Сибиряком может быть и русский, и якут. Но и сами радикальные украинские националисты признают, что украинским националистом (как они говорят – "сознательным украинцем") может быть и армянин, и белорус, и грузин, и еврей. Для этого даже не надо говорить по-украински. Фактически единственное требование, которое предъявляют национал-радикалы к своим адептам, – ненавидеть Россию.
И это логичное требование. Если из лона одной нации пытается родиться другая, то, чтобы доказать свое право на существование, она пытается уничтожить материнскую нацию. Ведь если русские ничем, кроме региона проживания не отличаются от украинцев, то зачем украинцы? Смысл украинской нации заключается в том, чтобы быть лучше русских.
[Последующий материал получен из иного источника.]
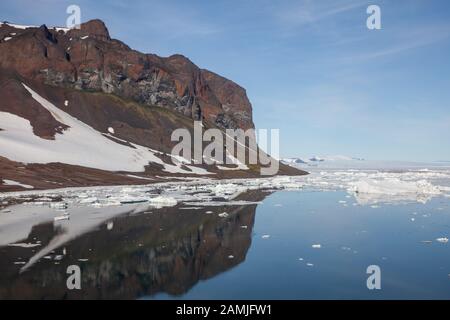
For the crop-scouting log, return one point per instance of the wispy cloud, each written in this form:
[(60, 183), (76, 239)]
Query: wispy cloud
[(309, 12)]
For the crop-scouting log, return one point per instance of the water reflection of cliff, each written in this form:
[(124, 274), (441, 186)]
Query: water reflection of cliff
[(166, 250)]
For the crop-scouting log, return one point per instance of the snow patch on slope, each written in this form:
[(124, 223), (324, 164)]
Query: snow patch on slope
[(79, 145)]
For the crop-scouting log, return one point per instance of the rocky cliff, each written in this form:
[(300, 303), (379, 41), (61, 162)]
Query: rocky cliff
[(84, 90)]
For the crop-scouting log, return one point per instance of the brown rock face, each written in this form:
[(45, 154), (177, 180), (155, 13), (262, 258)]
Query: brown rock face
[(88, 59)]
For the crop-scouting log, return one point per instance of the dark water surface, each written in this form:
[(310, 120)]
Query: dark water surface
[(259, 251)]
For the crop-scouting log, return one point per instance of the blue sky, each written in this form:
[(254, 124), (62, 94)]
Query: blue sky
[(311, 67)]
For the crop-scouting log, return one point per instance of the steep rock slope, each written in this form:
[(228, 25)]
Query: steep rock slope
[(55, 81)]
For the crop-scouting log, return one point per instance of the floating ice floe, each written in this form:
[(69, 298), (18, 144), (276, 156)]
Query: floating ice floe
[(7, 182)]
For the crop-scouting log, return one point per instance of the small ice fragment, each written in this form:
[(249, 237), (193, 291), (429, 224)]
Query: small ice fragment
[(58, 205), (61, 218)]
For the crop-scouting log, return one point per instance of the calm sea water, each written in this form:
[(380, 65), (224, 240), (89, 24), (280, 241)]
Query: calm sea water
[(351, 239), (262, 251)]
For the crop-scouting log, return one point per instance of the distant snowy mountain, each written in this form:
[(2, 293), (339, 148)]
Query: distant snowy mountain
[(346, 162)]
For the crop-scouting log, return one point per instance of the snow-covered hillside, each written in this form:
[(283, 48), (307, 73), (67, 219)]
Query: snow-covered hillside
[(79, 145)]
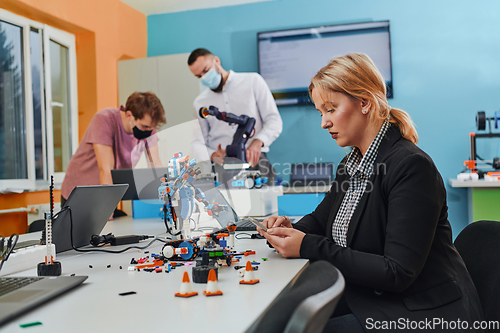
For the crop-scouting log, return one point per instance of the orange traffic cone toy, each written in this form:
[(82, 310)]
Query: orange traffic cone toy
[(249, 277), (212, 285), (186, 288)]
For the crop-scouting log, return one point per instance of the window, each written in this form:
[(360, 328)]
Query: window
[(38, 102)]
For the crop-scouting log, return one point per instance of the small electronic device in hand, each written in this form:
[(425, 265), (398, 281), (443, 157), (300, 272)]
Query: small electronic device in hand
[(257, 223)]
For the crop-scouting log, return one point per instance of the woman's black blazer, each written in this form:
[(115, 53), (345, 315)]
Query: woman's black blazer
[(399, 263)]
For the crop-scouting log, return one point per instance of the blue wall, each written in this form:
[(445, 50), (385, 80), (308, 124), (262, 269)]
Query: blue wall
[(446, 66)]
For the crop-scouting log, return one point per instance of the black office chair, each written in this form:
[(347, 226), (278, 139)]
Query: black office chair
[(478, 244), (306, 305)]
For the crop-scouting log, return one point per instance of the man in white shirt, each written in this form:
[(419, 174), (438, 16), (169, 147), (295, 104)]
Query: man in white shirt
[(237, 93)]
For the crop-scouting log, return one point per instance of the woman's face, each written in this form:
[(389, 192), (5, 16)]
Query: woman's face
[(342, 116)]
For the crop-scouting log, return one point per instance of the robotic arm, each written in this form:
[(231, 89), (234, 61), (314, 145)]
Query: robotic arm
[(179, 189), (245, 124)]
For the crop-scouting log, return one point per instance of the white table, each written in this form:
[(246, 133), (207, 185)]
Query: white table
[(96, 305)]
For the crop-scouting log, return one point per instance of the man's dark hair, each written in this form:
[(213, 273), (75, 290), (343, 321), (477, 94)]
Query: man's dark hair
[(197, 53)]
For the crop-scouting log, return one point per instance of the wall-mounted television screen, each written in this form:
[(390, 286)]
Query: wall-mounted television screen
[(288, 59)]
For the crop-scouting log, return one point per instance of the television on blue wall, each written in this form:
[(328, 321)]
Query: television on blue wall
[(288, 59)]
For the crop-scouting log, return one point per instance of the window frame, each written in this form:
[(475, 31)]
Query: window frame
[(66, 39)]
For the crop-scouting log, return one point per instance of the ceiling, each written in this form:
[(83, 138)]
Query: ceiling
[(152, 7)]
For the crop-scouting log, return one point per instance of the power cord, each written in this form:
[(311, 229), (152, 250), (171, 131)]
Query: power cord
[(6, 251)]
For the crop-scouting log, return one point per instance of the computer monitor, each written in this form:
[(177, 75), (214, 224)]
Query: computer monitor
[(288, 59)]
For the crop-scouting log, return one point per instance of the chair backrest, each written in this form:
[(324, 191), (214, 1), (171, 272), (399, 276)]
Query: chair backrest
[(307, 305), (479, 246)]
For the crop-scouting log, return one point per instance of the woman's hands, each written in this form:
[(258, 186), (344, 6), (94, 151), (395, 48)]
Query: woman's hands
[(282, 236)]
Поэтому множатся мифы о том, что украинцы – трудолюбивые европейцы, а русские – ленивые азиаты, что русские даже не совсем славяне или совсем не славяне, а смесь монголов с угро-финнами. При этом украинцы снизу вверх смотрят на финнов, эстонцев, венгров, но в отношении русских термин "угро-финны" применяется в качестве презрительного. Впрочем, есть украинские "историки", которые отстаивают концепцию, что, наоборот, украинцы не славяне, а потомки кипчаков, сарматов, викингов и далее на выбор. Правда, сейчас концепция неславянского происхождения украинцев не слишком популярна: трудно отрицать очевидное; но в ранние 90-е она выступала в качестве вполне равноправной. Главное в любой концепции – "доказать", что русские и украинцы не только не один народ, но даже не родственные народы, едва ли не к разным расам относящиеся.